The Trump administration has launched a direct assault on medical research, by drastically slashing the research funds for academic research across all disciplines.
The massive cuts to the National Institutes of Health (NIH) have been the focal point of reporting on these cuts to research funding, but if these cuts go through, they will disrupt the entire model for research in the United States.
Ever since the Second World War, the federal government and state governments have partnered with research laboratories, hospitals, and universities to share the costs of fundamental and applied research in all disciplines. The cost-sharing model is based on the federal government providing “indirect” costs to laboratories and universities that have to build laboratories, offices, and infrastructure to provide space for conducting research. Cost-sharing percentages are contractually negotiated between labs, universities, and federal agencies.
This research model has made the United States the leader of research in the entire world.
Curtailing federal research funding will halt most medical and scientific research, which rely on massive funding to construct laboratories and instrumentation.
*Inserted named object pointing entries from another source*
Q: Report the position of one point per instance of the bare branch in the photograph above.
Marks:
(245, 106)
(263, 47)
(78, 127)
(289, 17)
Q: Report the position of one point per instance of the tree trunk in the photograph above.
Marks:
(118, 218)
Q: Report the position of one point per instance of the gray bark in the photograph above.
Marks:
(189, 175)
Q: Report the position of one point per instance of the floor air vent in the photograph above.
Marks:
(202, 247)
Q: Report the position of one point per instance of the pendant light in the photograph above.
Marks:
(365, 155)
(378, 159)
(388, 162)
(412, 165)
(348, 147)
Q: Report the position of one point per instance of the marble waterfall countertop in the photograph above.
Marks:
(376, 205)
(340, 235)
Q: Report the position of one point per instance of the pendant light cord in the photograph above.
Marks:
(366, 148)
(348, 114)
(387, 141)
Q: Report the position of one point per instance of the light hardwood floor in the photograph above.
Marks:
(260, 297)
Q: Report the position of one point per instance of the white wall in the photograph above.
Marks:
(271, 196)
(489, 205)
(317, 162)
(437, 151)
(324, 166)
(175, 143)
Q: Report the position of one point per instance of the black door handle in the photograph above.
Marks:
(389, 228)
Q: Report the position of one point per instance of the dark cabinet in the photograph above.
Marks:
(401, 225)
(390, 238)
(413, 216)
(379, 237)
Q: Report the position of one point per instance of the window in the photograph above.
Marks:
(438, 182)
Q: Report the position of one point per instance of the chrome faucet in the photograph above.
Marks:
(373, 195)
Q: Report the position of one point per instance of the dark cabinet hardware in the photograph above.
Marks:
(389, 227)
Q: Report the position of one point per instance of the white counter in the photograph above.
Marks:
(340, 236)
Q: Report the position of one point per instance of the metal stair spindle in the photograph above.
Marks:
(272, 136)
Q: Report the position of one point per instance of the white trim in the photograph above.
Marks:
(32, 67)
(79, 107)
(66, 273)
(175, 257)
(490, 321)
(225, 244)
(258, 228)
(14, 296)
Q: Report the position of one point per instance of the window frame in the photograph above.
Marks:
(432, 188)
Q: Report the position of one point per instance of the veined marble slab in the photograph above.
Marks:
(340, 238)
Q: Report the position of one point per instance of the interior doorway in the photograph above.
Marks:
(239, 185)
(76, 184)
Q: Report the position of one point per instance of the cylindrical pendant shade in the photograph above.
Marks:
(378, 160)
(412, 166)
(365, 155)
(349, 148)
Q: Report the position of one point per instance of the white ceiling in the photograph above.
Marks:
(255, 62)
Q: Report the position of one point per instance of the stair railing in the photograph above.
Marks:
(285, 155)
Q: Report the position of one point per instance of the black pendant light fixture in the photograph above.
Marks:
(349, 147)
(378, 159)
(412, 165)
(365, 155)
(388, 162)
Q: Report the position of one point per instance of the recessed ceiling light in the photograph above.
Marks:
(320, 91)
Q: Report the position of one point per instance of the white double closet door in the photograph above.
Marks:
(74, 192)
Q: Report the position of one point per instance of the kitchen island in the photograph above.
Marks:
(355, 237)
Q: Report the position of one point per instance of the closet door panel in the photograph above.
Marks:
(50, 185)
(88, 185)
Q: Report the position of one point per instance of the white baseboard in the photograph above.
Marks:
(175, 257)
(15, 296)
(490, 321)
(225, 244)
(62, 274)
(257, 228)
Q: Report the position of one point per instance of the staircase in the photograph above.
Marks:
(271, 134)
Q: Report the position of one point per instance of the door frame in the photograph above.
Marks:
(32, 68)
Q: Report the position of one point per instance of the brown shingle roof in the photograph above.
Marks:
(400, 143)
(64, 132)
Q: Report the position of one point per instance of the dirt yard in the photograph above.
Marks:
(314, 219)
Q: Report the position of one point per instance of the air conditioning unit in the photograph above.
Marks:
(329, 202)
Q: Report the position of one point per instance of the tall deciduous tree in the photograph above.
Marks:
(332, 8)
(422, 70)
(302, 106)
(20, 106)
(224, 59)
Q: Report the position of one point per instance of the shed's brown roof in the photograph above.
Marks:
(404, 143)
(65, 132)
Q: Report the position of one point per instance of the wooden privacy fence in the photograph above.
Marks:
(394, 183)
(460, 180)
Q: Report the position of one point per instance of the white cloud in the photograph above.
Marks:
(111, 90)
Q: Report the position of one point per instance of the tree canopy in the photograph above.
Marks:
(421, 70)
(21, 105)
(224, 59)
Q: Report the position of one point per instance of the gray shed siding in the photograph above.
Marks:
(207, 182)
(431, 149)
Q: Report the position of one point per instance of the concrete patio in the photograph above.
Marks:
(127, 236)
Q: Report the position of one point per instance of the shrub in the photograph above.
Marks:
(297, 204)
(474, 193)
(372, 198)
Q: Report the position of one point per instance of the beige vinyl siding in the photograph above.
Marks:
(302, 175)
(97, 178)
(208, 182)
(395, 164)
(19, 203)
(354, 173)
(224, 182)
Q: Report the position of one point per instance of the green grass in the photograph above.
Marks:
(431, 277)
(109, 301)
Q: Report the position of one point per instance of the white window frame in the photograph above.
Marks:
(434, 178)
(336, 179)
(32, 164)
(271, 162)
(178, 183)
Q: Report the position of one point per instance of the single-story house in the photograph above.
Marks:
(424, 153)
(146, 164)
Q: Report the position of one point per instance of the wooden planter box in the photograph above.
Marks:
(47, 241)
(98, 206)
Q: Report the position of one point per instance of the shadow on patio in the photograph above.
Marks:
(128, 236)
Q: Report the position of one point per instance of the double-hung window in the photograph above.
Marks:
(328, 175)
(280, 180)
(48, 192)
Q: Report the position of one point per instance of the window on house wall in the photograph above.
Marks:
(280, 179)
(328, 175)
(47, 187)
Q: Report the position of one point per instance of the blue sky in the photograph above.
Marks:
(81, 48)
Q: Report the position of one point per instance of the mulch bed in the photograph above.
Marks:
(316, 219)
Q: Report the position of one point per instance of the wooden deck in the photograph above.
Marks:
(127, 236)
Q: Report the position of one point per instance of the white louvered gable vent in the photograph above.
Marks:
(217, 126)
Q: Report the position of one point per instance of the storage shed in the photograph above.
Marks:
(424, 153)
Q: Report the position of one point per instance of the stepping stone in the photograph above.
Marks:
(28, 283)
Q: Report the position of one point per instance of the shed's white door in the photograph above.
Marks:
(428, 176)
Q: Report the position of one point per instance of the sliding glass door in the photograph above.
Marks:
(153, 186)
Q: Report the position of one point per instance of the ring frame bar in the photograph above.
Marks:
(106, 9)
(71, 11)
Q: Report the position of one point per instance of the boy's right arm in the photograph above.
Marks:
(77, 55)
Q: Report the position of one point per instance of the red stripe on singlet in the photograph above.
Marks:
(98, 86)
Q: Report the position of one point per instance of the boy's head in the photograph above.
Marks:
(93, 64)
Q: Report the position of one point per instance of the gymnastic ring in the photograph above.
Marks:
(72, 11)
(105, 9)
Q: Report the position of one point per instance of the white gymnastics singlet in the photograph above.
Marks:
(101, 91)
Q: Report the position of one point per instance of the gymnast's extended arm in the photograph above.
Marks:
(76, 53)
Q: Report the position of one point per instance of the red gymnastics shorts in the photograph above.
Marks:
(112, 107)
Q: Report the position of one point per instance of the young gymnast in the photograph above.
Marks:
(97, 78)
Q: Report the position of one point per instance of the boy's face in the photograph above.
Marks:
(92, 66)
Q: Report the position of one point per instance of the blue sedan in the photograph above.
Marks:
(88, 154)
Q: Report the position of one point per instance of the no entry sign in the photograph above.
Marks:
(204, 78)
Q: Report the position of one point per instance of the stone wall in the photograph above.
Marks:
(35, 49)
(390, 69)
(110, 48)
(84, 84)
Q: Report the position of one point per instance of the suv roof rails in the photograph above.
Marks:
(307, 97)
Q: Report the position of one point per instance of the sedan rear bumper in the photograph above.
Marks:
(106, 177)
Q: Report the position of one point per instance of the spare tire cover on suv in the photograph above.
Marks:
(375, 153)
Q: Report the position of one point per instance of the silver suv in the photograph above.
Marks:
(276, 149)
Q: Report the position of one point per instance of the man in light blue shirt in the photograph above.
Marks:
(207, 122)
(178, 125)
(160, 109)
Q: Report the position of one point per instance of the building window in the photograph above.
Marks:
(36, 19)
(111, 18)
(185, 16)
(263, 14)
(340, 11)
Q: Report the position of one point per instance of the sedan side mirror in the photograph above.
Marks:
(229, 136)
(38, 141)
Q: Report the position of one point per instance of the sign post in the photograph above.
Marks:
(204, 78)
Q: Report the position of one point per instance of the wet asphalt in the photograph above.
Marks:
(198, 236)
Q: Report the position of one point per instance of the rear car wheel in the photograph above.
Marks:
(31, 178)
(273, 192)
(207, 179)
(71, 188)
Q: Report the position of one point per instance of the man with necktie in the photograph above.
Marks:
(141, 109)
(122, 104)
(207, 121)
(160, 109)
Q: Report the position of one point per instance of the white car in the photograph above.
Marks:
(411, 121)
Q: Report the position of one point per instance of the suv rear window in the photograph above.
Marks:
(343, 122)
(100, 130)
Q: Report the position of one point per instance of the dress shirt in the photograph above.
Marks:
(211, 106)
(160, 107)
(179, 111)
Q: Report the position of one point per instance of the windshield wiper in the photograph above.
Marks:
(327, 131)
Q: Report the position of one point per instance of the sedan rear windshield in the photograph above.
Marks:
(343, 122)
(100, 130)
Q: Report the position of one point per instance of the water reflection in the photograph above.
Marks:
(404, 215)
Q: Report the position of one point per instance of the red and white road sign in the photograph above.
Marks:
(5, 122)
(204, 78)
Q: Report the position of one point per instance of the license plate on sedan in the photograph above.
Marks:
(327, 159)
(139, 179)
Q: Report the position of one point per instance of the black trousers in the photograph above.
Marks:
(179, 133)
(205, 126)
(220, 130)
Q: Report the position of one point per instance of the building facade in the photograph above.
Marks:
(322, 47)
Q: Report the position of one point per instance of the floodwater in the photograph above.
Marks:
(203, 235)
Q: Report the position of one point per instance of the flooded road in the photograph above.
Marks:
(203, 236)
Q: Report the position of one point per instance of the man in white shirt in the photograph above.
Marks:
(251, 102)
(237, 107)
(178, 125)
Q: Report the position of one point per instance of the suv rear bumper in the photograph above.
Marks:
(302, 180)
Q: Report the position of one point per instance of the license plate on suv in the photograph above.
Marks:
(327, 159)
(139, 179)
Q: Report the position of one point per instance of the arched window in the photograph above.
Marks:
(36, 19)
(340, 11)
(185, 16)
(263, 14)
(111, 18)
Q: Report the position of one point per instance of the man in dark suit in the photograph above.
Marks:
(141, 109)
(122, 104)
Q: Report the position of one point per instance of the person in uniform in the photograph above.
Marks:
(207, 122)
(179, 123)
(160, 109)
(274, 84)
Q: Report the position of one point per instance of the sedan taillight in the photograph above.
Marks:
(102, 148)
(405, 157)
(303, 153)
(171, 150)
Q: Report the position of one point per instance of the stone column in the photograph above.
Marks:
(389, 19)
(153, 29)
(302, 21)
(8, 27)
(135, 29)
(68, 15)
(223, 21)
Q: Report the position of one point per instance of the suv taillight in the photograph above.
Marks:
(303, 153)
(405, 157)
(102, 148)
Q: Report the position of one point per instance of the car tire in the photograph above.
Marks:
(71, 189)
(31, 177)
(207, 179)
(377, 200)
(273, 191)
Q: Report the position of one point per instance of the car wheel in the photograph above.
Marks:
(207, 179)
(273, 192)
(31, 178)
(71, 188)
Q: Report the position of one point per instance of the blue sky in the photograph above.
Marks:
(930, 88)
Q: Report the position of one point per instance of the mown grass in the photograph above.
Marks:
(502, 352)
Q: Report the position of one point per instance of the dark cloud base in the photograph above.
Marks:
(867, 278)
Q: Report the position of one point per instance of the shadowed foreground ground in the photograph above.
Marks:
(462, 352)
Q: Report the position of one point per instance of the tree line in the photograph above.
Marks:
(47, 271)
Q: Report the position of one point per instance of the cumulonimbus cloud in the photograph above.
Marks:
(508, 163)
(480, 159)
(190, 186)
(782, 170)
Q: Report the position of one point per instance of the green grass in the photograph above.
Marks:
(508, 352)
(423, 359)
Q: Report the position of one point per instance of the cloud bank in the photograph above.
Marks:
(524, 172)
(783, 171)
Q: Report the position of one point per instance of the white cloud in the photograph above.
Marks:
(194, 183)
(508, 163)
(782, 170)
Research in psychology, sociology, anthropology, and other social sciences will also be heavily disrupted. Research on the humanities, arts, and education will be less directly affected, since their universities receive much smaller, if any, “indirect” costs.
However universities’ internal small research grants and awards for grant development, summer research, graduate training, graduate research in all disciplines are funded by cost-sharing models. So, these will also be cut.
These cuts do not represent cost-saving measures. Instead, they represent an attempt to torpedo the entire research model of the United States. This is one front in a Culture War on science and knowledge being waged by politicians and business owners.
WAMU’s A1 News Program offers a good discussion of how the cuts to research funding will affect medical research.

“The U.S. National Institutes of Health, or NIH, is the largest funder of biomedical research in the world.
“Last year, the agency put more than $32 billion towards trying to better understand cancer, genetics, and infectious diseases. That’s according to a New York Times analysis of agency data. It also helped fund the mRNA technology that led to the COVID-19 vaccines.
“In short, these grants bolster our scientific knowledge and help protect us. But that funding is under threat.
“Earlier this month, the Trump administration announced plans to seriously cut scientific spending. And thousands of employees across federal health agencies like the NIH and the Centers for Disease Control were laid off over the weekend.
“A federal judge ordered the Trump administration to temporarily pause its plans, but what could this loss mean for the future of science and medical research in the country?”
WAMU’s 1A reports on “Scientific Method: What NIH Funding Cuts Mean for Medical Research” (19 February 2025).